Madelyn Blair’s company name Pelerei represents two root words that mean “lifting people up.” She made up the name as a hidden reminder of who she is and why she is here. Learn more about Madelyn’s books: Riding the Current and Essays in Two Voices.
In Essays in Two Voices Madelyn offers a simple process for two people to better understand an issue with by examining an issue together by sending short essay responses back and forth. We have so little time for pure inquiry, this process occurs when you have time for it, minimizes hidden agendas and gives permission to think a bit deeper and take some risks.
Her book Riding the Current is an excellent way to look at the stories we tell ourselves about what it takes to “stay current” and test out a new story that might make it a bit easier than we think
Madelyn discusses how Twitter, Facebook, Linked in, and other social media platforms showcase great stories told in non-traditional ways. She reiterates that stories don’t engage because of technology but because the story is interesting. Stories aren’t interesting without the creative tension of conflicting values or some obstacle blocking a goal.

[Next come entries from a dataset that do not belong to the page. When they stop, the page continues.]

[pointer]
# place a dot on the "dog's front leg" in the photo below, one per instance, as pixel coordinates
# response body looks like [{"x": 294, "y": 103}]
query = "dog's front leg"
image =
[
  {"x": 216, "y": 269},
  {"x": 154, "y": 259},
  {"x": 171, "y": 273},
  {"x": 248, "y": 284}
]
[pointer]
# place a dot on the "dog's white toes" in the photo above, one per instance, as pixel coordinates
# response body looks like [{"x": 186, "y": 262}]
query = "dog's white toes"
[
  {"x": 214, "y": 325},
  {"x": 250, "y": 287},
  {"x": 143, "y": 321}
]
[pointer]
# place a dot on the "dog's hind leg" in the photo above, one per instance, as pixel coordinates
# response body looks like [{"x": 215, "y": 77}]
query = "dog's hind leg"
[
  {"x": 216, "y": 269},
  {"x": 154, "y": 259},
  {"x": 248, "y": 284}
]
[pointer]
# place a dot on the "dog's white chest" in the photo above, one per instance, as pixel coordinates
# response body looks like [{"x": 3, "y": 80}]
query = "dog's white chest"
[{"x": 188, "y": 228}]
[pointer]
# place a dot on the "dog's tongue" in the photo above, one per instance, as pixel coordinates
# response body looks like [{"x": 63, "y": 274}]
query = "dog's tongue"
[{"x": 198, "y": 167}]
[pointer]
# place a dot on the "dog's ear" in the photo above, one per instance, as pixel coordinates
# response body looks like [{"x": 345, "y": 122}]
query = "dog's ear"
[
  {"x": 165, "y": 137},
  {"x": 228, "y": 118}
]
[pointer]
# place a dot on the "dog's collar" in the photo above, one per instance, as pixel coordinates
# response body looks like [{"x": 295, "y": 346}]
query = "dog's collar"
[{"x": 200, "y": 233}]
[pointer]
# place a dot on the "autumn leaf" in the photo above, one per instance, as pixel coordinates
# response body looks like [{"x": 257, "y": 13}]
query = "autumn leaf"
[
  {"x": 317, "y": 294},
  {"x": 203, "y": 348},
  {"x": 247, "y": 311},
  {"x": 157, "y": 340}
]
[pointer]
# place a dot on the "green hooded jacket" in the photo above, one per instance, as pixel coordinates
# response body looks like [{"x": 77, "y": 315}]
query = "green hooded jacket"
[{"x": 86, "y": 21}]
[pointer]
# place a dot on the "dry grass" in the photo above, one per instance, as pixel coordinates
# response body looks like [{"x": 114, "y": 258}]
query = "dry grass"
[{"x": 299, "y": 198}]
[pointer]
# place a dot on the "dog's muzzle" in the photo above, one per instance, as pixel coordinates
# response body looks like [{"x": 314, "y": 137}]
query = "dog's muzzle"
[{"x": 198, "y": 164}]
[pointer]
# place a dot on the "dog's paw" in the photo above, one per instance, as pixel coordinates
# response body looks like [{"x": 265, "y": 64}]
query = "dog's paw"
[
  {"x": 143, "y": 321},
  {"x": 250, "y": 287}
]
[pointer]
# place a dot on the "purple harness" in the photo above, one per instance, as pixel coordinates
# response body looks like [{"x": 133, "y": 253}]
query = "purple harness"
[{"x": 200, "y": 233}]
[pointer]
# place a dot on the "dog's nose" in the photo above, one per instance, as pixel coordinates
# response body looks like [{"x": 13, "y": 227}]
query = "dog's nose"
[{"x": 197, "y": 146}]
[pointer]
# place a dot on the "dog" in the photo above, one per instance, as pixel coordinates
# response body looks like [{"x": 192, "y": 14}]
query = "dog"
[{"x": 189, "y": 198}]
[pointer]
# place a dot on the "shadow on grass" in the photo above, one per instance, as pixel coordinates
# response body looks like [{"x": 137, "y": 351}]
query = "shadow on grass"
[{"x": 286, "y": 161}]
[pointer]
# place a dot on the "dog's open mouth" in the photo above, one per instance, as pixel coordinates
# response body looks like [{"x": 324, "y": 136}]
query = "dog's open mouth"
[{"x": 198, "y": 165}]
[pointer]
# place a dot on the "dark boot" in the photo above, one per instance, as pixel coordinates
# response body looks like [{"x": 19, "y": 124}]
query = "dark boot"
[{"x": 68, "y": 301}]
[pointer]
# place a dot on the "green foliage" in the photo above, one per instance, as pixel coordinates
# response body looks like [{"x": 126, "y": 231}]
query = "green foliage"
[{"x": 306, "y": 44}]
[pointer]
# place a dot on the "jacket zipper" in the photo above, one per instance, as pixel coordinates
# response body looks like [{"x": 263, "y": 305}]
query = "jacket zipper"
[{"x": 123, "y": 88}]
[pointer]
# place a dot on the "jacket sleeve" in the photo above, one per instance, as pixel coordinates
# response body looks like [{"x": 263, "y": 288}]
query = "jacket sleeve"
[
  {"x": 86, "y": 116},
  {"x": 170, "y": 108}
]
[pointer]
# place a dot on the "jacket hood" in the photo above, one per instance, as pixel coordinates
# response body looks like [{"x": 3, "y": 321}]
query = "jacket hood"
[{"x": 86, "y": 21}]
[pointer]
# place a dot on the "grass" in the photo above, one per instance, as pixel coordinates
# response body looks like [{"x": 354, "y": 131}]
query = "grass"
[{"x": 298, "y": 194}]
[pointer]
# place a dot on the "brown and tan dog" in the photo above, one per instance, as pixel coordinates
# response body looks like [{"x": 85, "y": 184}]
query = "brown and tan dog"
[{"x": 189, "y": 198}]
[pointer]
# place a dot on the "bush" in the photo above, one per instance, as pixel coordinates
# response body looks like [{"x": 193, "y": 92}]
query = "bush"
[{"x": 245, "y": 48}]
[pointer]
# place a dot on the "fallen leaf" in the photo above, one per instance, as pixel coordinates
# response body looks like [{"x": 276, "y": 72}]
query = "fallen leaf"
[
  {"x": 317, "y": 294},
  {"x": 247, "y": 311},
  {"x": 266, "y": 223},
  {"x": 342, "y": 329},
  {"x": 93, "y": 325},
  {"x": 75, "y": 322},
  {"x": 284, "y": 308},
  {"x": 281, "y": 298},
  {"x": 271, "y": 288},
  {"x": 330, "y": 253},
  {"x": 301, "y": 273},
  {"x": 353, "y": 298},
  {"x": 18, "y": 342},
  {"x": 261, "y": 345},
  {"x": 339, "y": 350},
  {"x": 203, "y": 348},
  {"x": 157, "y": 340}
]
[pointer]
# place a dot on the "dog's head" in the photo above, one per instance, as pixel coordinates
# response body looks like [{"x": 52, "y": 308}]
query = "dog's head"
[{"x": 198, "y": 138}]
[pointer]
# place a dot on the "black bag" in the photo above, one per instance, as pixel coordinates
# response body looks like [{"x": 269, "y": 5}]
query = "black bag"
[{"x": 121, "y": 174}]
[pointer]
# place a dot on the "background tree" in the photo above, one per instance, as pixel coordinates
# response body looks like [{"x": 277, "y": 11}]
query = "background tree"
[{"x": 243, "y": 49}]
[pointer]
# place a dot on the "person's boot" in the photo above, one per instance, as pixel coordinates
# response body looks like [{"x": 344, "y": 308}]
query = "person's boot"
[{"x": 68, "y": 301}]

When I asked if Madelyn had seen many storytelling mistakes she noted that when someone discovers storytelling, they want to use it everywhere and tell a story even when they don’t need one. When a story is needed she says some people confuse a simple narration of events with a story. Narration without tension or dilemma won’t engage listeners like a real story. And she recommends you ensure that the tension or dilemma in your story relates to the business situation.
During a discussion of Madelyn’s success using the principles of appreciate inquiry, we both credit Doug Lipman for the advice that “if you listen well enough, you can listen a story out of someone.” Listening is vital to appreciative inquiry and storytelling. Merging the principles of both creates a flow of communication that steadily deepens understanding.
Madelyn shares a storytelling exercise she uses with groups to improve mood, reveal core values, transfer important wisdom, or reveal pockets of wisdom important enough to share. She asks the group to pair off or gather in small groups and to “Tell each other about a project you are really proud of.”